During the mid 1980s, there was concern that mosquitoes could vector HIV. There were studies conducted in the United States and abroad. They found that mosquitoes did not transmit HIV. However, there was still a lot of misconception about mosquitoes and AIDS. Fortunately, modern medical treatment has made living with HIV safer.
When a mosquito bites a human, the mosquito takes blood and saliva into its digestive system. It then breaks down the blood and nutrients in its gut. Its digestive system also degrades the HIV virus. Some viruses are resistant to the digestion process.
Some viruses make it into the mosquito’s salivary glands, but not HIV. It cannot reproduce in mosquitoes because mosquitoes do not have the cell receptors needed to reproduce HIV.

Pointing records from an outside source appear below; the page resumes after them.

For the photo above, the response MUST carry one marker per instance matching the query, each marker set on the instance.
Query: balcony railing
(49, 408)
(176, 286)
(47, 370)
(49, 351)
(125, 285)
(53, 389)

Mosquitoes can spread a number of diseases, including malaria. They also carry the dengue fever and Japanese encephalitis viruses. However, malaria is caused by a parasite that lives in the mosquito gut. The parasite migrates to the insect salivary glands. It then matures into an infectious form.
The mosquito’s digestive system also breaks down the virus particles in the blood. However, some viruses can survive the process. Some viruses are even able to bore their way out of the mosquito’s stomach. The digestive system of the mosquito breaks down the virus in a manner that is similar to how a human would break down food. The amount of virus that is present in the mosquito’s mouth part is quite small.